The audit was started because the ATO was concerned about the taxpayer claiming the maximum 5,000 business kilometres under the cents per kilometre method. At the time they dd not give two hoots about internet and mobile phone costs. You see 3.6 million taxpayers claimed motor deductions claiming a whopping $7.2 billion. And this just in personal returns. Business returns claims are much higher. You can see why the ATO is looking into motor claims whether these claims are in personal or business returns.

Once they determined that the taxpayer had made inaccurate and false claims for mileage claims they decided to check everything else – which meant the internet and mobile came into play.

If those excess car claims had not been made, the ATO probably would never have looked at the internet and phone claims.

So, the claims were disallowed and the ATO decided to charge penalties and interest on top which meant the taxpayer ended up paying more than 100% over and above of what they saved. Eg if they saved $5,000 in taxes, they ended up paying the tax office $10,000 after interest and penalties. 

It may have been worse because there is no way the taxpayer would have done this on their own. As some stage of the audit process a tax agent would have got involved.
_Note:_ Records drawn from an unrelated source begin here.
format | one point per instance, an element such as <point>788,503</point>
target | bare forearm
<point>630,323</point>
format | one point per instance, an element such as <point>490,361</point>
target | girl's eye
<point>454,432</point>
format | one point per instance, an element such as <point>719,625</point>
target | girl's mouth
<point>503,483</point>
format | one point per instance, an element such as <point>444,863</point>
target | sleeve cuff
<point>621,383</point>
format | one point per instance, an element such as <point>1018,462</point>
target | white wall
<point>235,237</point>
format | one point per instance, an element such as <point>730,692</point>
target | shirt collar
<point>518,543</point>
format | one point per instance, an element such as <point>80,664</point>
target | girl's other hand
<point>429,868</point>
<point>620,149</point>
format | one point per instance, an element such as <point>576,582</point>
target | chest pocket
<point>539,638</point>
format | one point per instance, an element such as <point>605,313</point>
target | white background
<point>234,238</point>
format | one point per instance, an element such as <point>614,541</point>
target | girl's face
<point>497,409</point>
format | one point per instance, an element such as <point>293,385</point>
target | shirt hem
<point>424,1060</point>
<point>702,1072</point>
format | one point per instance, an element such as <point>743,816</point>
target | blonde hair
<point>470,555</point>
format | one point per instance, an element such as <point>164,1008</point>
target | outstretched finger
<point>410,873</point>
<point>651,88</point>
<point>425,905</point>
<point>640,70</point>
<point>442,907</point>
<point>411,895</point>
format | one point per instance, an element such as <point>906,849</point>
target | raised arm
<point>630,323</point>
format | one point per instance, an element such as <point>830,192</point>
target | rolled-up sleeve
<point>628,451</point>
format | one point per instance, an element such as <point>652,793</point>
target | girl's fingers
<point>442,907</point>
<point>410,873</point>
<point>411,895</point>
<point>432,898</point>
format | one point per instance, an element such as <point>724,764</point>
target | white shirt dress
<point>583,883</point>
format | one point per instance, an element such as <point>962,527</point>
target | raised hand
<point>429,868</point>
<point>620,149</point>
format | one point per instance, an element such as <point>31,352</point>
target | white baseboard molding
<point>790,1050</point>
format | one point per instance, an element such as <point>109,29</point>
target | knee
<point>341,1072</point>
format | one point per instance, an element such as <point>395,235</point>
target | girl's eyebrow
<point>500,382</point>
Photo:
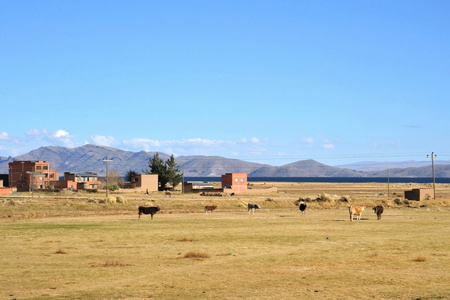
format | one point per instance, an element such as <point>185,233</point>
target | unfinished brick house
<point>234,182</point>
<point>84,181</point>
<point>419,194</point>
<point>25,175</point>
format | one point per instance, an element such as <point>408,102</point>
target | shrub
<point>121,199</point>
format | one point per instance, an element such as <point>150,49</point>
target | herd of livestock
<point>354,211</point>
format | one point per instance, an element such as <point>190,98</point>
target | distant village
<point>29,176</point>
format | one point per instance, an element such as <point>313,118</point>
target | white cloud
<point>59,137</point>
<point>4,136</point>
<point>308,140</point>
<point>37,134</point>
<point>104,140</point>
<point>60,134</point>
<point>254,140</point>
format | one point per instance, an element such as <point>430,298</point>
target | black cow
<point>210,208</point>
<point>251,207</point>
<point>302,207</point>
<point>148,210</point>
<point>378,210</point>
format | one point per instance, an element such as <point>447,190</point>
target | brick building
<point>25,175</point>
<point>235,182</point>
<point>143,182</point>
<point>84,181</point>
<point>419,194</point>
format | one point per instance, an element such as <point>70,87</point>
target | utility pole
<point>106,160</point>
<point>432,169</point>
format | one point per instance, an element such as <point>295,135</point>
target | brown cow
<point>210,208</point>
<point>356,210</point>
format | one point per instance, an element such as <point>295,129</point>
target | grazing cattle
<point>356,210</point>
<point>378,210</point>
<point>210,208</point>
<point>251,207</point>
<point>148,210</point>
<point>302,207</point>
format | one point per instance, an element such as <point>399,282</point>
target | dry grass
<point>197,255</point>
<point>274,254</point>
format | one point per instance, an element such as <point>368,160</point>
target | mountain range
<point>90,158</point>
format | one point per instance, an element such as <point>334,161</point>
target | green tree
<point>175,177</point>
<point>167,171</point>
<point>129,175</point>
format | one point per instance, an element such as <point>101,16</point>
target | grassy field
<point>70,247</point>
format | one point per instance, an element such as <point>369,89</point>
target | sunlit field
<point>68,246</point>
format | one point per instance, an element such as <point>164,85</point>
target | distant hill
<point>89,158</point>
<point>305,168</point>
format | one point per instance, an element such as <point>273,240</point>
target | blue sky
<point>263,81</point>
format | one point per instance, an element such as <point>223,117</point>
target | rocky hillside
<point>90,158</point>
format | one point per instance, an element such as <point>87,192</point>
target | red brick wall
<point>237,182</point>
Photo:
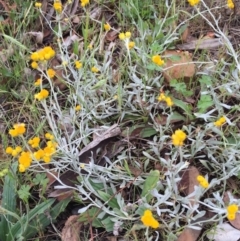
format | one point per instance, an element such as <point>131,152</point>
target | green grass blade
<point>8,202</point>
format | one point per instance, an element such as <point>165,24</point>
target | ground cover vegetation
<point>119,119</point>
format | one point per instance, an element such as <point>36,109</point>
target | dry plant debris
<point>123,113</point>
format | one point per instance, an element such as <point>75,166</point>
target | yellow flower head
<point>38,5</point>
<point>193,2</point>
<point>78,64</point>
<point>35,56</point>
<point>34,65</point>
<point>230,4</point>
<point>202,181</point>
<point>39,154</point>
<point>84,2</point>
<point>49,136</point>
<point>233,208</point>
<point>16,151</point>
<point>220,121</point>
<point>51,73</point>
<point>148,219</point>
<point>128,34</point>
<point>90,47</point>
<point>231,211</point>
<point>78,108</point>
<point>157,60</point>
<point>131,45</point>
<point>169,102</point>
<point>21,168</point>
<point>34,142</point>
<point>48,52</point>
<point>18,129</point>
<point>94,69</point>
<point>107,26</point>
<point>231,216</point>
<point>122,36</point>
<point>9,150</point>
<point>167,99</point>
<point>25,159</point>
<point>43,94</point>
<point>38,82</point>
<point>57,6</point>
<point>178,138</point>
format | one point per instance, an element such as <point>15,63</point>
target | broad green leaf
<point>150,183</point>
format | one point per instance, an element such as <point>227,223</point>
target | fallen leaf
<point>5,54</point>
<point>71,229</point>
<point>189,234</point>
<point>111,35</point>
<point>38,36</point>
<point>236,222</point>
<point>113,131</point>
<point>62,194</point>
<point>189,181</point>
<point>178,65</point>
<point>223,232</point>
<point>203,43</point>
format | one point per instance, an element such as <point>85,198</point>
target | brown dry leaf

This means payment of accounting fees unless audit insurance is held.

So, our advice is:

  • Be reasonable – only claim what is reasonable. You need to be able to sit in front of the taxman and justify your expense with a straight face.
  • We will make claims on your behalf if we believe they are justified. It is your responsibility to ensure you have proper receipts and records for all claims. If we cannot justify it, we will not make the claim.
  • And please do not ask us to make claims that are not genuine. We love you and we love getting tax refunds for you but we will not jeopardise our licence for it.
  • If you are claiming phone and internet costs you need to keep a record of what you do for 4 weeks. Based on this a claim should be made.